10
- Source:
- ukiyo-e.org
Description
Plate 10 from Women in Their Pursuits continues Yamamoto Shoun's patient catalog of Meiji feminine life, contributing another quietly observed scene to a series that, taken in full, functions as a graphic diary of turn-of-the-century Japan. Shoun, who studied Kano and Maruyama-Shijo painting before establishing himself as a leading designer of woodblock prints in the 1890s, used the Women in Their Pursuits album to extend the centuries-old [bijin-ga](/glossary/bijin-ga) tradition into the modern era, replacing the famous courtesans of Edo with everyday wives, daughters, and working women rendered with affectionate precision. The sheet shows his characteristic technical signature: clean brushed outlines softened by mica or gauffrage in the textiles, a palette restricted to a handful of well-balanced colors, and ample negative space that lends the figure an almost photographic stillness.
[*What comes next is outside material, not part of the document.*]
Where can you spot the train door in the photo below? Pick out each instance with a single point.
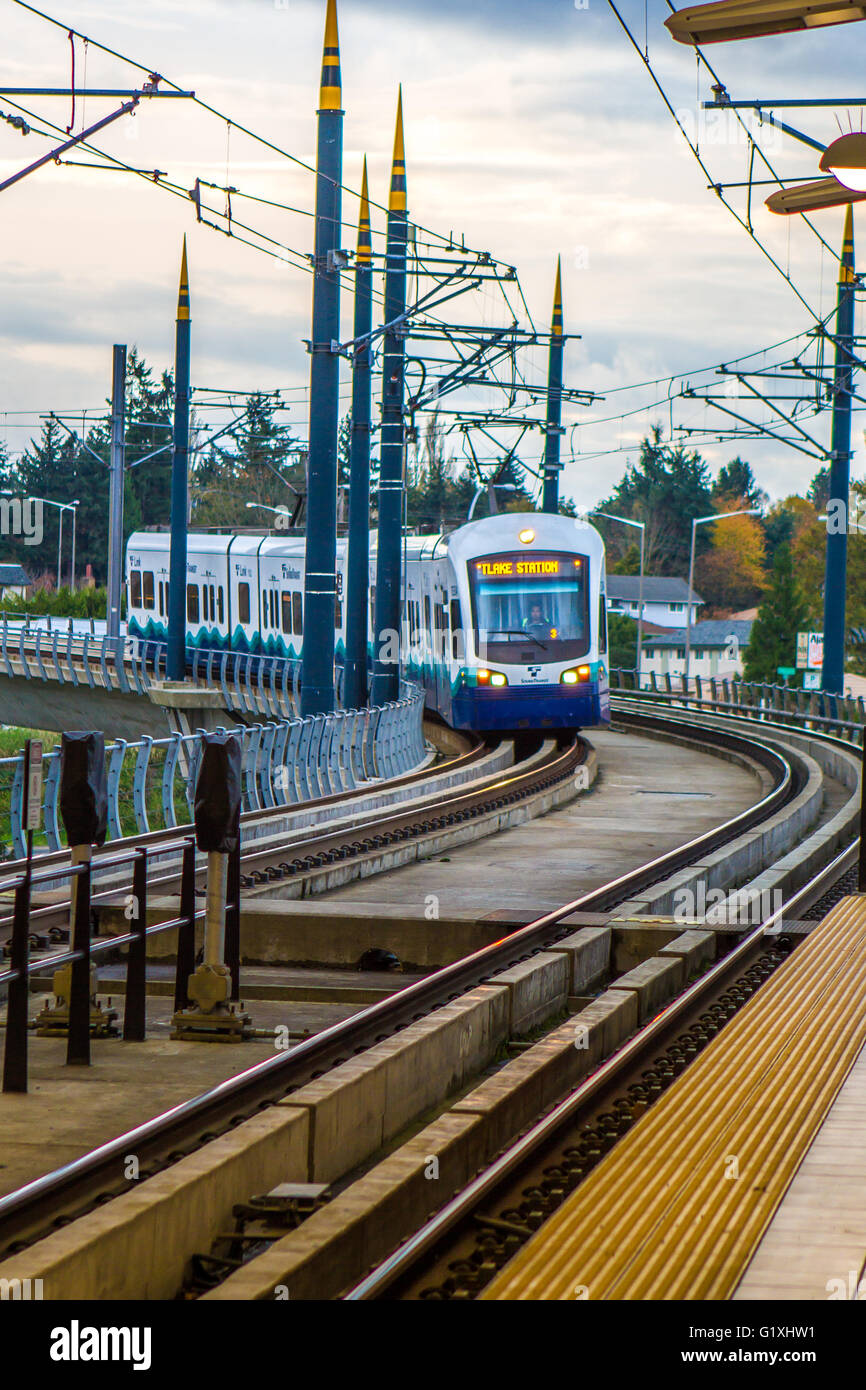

The print descends from the Japanese Art Open Database indexed by [ukiyo-e](/glossary/ukiyo-e).org, an essential reference for collectors of Meiji bijin-ga and a repository that has preserved the album in its proper order. Shoun's parallel series Ima Sugata (Modern Figures) shared the same impulse to honor the rhythms of contemporary life, but Women in Their Pursuits leans into vocation and activity, lending each plate a sense of purpose absent from more decorative beauty prints of the period. Plate 10 fits comfortably within that program. It is neither sensational nor sentimental, but instead an observation made by an attentive draftsman who believed that the dignity of a Meiji-era woman at her work was subject enough for a print to be worth designing, cutting, and printing with care.